Thank you for your detailed and useful feedback.

We agree that the

Broadly, we see two primary criticisms of our work:
1. The work is not sufficiently novel.
2. The evaluation needs improvement.

# Magnitude of Contribution

> The work is built atop Nezha, which provides most functionalities needed by this work, e.g., metrics for determining interesting seeds, mutation strategies.

The only technique used from NEZHA is the technique for evaluating seeds. All other techniques are our own, including mutation strategies.

> The strategy used for filtering false positives is heuristic-based, and its effectiveness is not justified. In particular, the meaningfulness and durability are not clearly defined.
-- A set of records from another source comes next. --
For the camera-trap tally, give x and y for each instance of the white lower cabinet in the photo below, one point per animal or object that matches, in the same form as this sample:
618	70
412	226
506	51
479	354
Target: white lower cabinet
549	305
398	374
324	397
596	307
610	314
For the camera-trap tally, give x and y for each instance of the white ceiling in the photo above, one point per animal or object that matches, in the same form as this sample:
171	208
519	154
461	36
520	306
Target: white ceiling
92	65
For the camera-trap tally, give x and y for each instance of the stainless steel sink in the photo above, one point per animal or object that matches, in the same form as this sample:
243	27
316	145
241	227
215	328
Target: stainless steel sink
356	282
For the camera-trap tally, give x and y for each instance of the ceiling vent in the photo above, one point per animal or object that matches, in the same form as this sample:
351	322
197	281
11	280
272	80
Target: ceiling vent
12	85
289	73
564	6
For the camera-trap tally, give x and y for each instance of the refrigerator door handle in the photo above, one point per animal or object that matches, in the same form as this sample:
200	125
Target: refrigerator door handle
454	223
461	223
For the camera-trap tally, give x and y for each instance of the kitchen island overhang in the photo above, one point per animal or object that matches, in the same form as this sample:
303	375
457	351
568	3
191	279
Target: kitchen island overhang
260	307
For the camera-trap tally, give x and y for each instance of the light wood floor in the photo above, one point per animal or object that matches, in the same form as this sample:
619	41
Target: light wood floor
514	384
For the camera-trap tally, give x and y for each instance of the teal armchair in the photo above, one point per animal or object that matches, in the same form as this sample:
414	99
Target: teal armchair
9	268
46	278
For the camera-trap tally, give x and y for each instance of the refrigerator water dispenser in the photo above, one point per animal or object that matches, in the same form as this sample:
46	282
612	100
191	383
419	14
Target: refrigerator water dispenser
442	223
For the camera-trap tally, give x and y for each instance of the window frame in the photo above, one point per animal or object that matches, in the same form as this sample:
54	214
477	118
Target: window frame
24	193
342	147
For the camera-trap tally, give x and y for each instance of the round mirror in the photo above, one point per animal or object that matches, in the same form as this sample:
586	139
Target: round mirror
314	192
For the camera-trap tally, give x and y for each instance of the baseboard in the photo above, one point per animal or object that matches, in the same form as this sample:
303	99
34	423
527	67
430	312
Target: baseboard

We agree that better definitions and justifications of durability and meaningfulness are needed, and would be happy to do so in revisions.

In short, a discrepancy between two HTTP servers is durable if it is possible to trigger it even after applying the normalizations of a transducer, and it is meaningful if it implies a violation of the HTTP specification on the part of either server.

Durability is clearly a necessary condition for a discrepancy to lead to request smuggling. This is because an discrepancy that is not durable is by definition either rejected or effectively neutralized by the frontend proxy.

Meaningfulness *may* not be a necessary condition for request smuggling, but we argue that it very likely is. Request smuggling has been known since 2005. While it is possible to execute request smuggling attacks against servers compliant with the original HTTP/1.1 RFC, the modern RFCs were written with care to disallow request smuggling between compliant implementations. To the best of our knowledge, all request smuggling vulnerabilities, aside than the originals from 2005, exploit violations of the specification.

> The REPL is a straightforward interface, and its benefit is not justified and evaluated.

A REPL makes the results of the fuzzer easy to interpret. In our experience, this is a major pain point when using prior work.

> The comparison with previous works is missing. The reasons are discussed, but I don't think they are convincing and believe the comparison experiments can be conducted without much effort.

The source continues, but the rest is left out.